Rubell, in her own words, “creates participatory artwork that is a hybrid of performance art, installation, sculpture and happenings.” Her pieces can be staggeringly huge, subtly or not-so-subtly sensual and dripping with sometimes-twisted humor (or chocolate, or honey), but they are always meant to awaken something—be it terribly dark or refreshingly light—inside us.
Notable projects include Engagement (2011), where she produced a lifelike wax sculpture of Prince William, mid-engagement announcement, welcoming guests to slide their arms inside his and slip on “the ring,” and Portrait of the Artist (2013), an interactive sculpture based on a three-dimensional surface scan of her body, which was performed in her studio when she was eight months pregnant. The latter is part of an ongoing series of works that explore feminine life stages—the private stuff—which are normally excluded from the documentation of an artist’s life.

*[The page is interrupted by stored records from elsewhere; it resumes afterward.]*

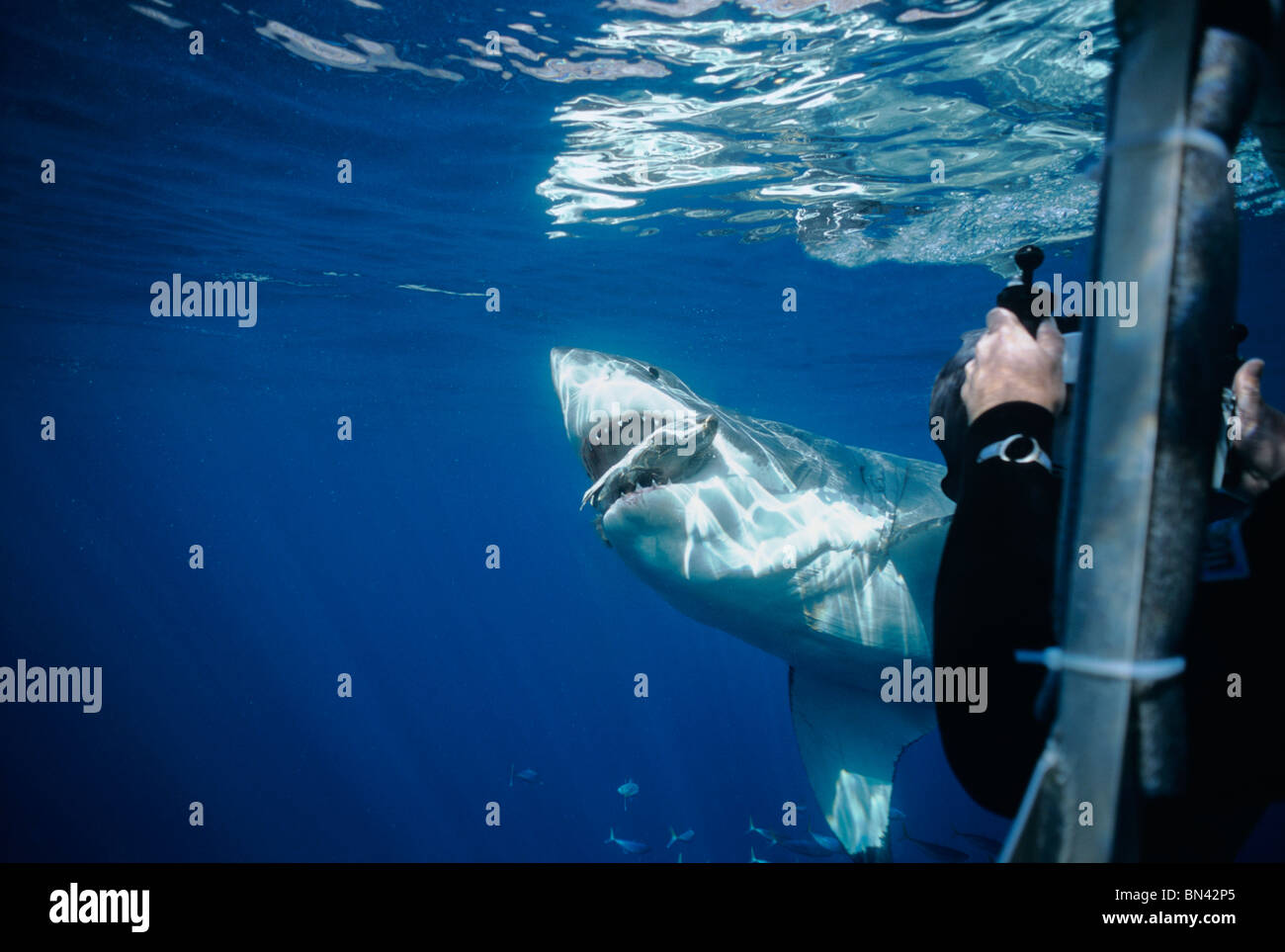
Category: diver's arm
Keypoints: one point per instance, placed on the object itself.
(993, 596)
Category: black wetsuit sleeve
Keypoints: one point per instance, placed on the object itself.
(993, 596)
(1260, 533)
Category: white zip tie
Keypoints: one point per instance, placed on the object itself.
(1178, 135)
(1151, 669)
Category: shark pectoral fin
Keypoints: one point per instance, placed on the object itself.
(849, 740)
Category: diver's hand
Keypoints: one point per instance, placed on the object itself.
(1010, 365)
(1262, 432)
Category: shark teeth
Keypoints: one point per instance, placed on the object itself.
(618, 476)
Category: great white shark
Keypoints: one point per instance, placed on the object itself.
(821, 554)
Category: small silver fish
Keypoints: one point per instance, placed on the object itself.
(676, 836)
(626, 790)
(527, 776)
(626, 845)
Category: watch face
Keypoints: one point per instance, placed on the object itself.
(1019, 449)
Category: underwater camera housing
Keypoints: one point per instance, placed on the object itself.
(1019, 299)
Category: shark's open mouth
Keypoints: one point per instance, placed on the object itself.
(671, 454)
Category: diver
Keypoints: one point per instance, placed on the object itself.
(1000, 397)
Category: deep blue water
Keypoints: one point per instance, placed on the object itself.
(368, 557)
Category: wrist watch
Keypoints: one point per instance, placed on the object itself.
(1016, 449)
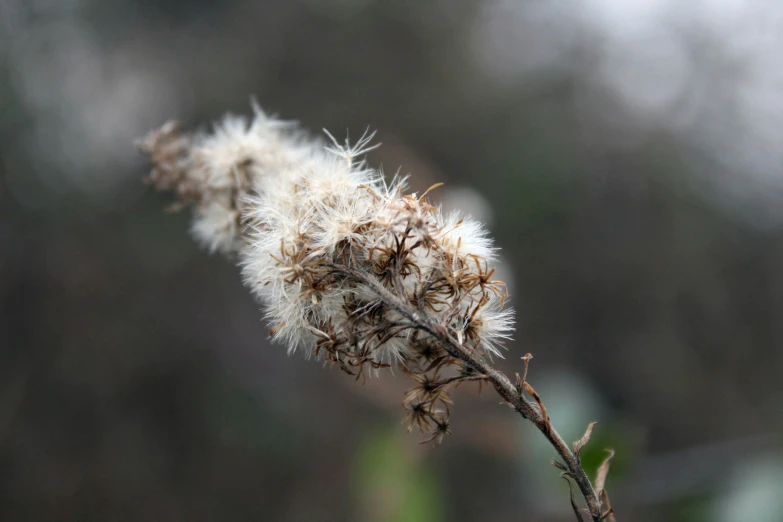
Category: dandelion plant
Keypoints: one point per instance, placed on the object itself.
(353, 270)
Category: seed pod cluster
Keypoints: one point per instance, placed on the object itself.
(348, 268)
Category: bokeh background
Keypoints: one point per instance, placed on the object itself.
(626, 154)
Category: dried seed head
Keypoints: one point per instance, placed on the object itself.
(303, 217)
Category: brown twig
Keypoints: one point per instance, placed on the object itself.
(535, 413)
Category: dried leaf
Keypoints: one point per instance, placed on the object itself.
(603, 471)
(573, 502)
(578, 445)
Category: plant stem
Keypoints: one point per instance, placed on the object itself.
(502, 384)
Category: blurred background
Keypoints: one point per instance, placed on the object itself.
(626, 155)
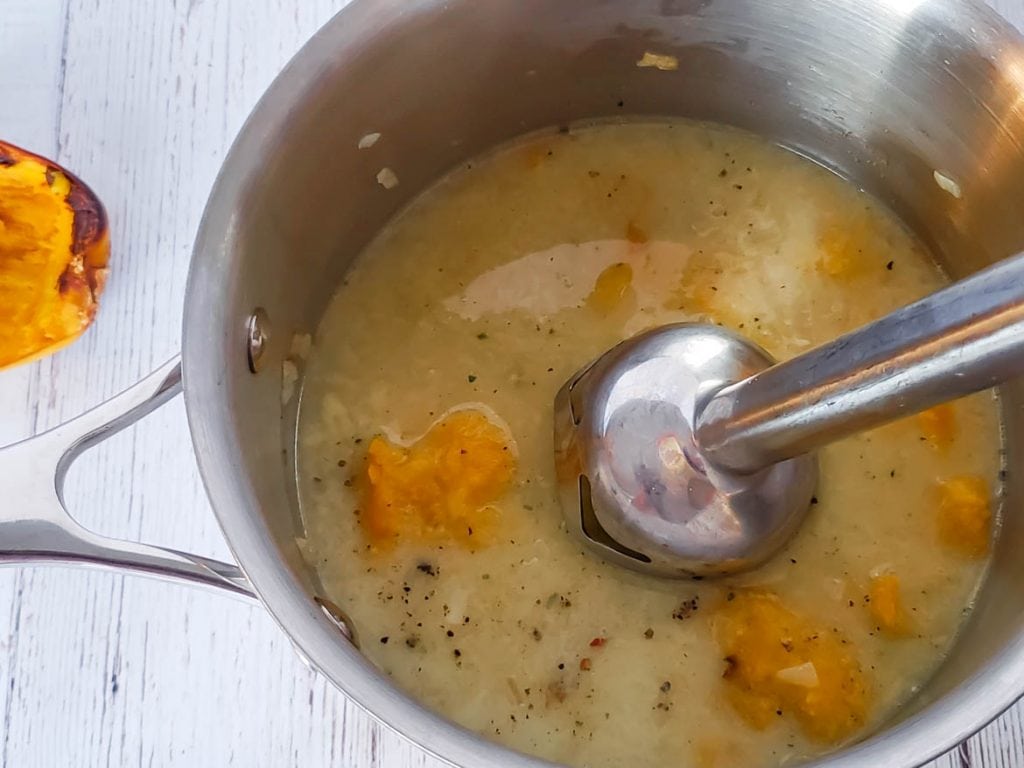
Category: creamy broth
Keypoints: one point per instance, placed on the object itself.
(496, 286)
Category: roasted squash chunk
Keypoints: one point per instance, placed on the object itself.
(778, 663)
(610, 289)
(54, 246)
(886, 605)
(440, 488)
(965, 515)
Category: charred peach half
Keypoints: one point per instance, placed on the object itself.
(54, 246)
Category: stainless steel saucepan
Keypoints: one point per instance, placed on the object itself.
(920, 101)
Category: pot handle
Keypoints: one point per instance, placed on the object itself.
(35, 525)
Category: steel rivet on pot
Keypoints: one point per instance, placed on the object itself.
(338, 617)
(257, 337)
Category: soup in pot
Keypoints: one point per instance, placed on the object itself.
(426, 470)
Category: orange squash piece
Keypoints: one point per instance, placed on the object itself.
(886, 605)
(54, 246)
(610, 288)
(781, 664)
(965, 515)
(440, 488)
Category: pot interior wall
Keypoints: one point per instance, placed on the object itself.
(885, 94)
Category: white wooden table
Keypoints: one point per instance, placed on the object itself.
(142, 98)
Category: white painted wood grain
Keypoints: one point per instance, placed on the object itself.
(142, 98)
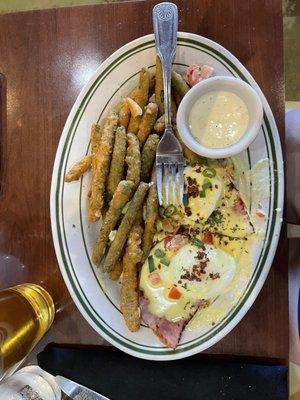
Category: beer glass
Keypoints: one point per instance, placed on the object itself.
(26, 313)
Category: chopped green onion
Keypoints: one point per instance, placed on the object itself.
(206, 184)
(165, 261)
(209, 172)
(197, 242)
(204, 160)
(159, 253)
(151, 264)
(169, 211)
(161, 211)
(185, 199)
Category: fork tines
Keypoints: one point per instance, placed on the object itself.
(169, 182)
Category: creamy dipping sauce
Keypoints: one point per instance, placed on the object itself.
(218, 119)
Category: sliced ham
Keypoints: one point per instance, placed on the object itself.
(168, 332)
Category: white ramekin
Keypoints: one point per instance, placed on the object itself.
(230, 84)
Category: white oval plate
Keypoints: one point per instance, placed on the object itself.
(96, 297)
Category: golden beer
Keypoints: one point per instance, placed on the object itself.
(26, 313)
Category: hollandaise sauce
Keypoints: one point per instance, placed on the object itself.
(218, 119)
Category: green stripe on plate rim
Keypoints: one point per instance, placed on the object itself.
(80, 294)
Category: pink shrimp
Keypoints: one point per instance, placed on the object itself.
(195, 73)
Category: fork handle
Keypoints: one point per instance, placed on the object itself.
(165, 25)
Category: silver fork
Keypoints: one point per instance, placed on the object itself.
(169, 157)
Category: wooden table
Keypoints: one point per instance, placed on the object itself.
(46, 58)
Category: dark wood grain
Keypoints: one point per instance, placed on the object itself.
(2, 127)
(46, 58)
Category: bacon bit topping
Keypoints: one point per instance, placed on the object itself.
(230, 186)
(167, 239)
(200, 255)
(181, 230)
(192, 187)
(260, 214)
(174, 293)
(198, 269)
(239, 206)
(155, 279)
(207, 237)
(188, 211)
(175, 242)
(195, 73)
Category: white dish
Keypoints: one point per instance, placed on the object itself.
(217, 83)
(96, 297)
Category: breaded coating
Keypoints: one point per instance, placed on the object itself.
(129, 291)
(148, 156)
(133, 159)
(159, 125)
(79, 168)
(159, 87)
(116, 272)
(101, 167)
(141, 97)
(119, 241)
(151, 217)
(117, 164)
(147, 122)
(121, 196)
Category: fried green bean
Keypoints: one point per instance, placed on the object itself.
(159, 87)
(101, 167)
(148, 156)
(176, 97)
(118, 243)
(117, 165)
(116, 272)
(129, 301)
(151, 217)
(124, 114)
(95, 138)
(79, 168)
(152, 98)
(152, 80)
(133, 159)
(95, 142)
(179, 84)
(147, 122)
(121, 196)
(141, 97)
(159, 125)
(173, 108)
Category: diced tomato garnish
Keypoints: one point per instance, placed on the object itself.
(208, 237)
(167, 239)
(239, 206)
(155, 279)
(174, 293)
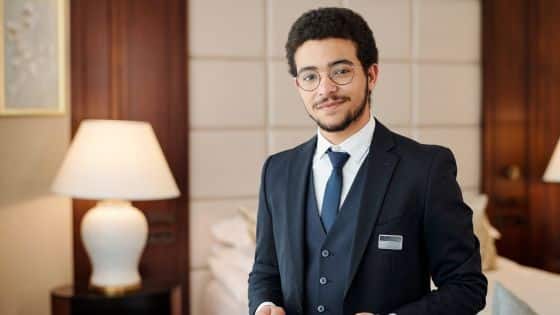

In a new ongoing series, Rubell collaborates with painter Brandi Twilley under the name “Brad Jones” to create oil-on-canvas portraits of herself naked. For months, the duo met three times a week in Rubell’s Brooklyn studio, where she sat motionless for two hours at a time. (The first installment of the series, “Diptychs,” was on view last month at Sargent’s Daughters gallery in New York.)
In November, Rubell roared once again at Performa’s 10th anniversary celebration where she installed hanging paprika-filled rubber chickens (to garnish deviled eggs) and boys in backless chaps serving a suckling pig. She’s also director of food performance at the smash-hit “Queen of the Night” at the Diamond Horseshoe and celebrated her annual art brunch during Art Basel Miami Beach with a very personal edible installation, 50 Cakes, at the Rubell Family Collection, honoring her parents, Don and Mera Rubell, on their 50th wedding anniversary.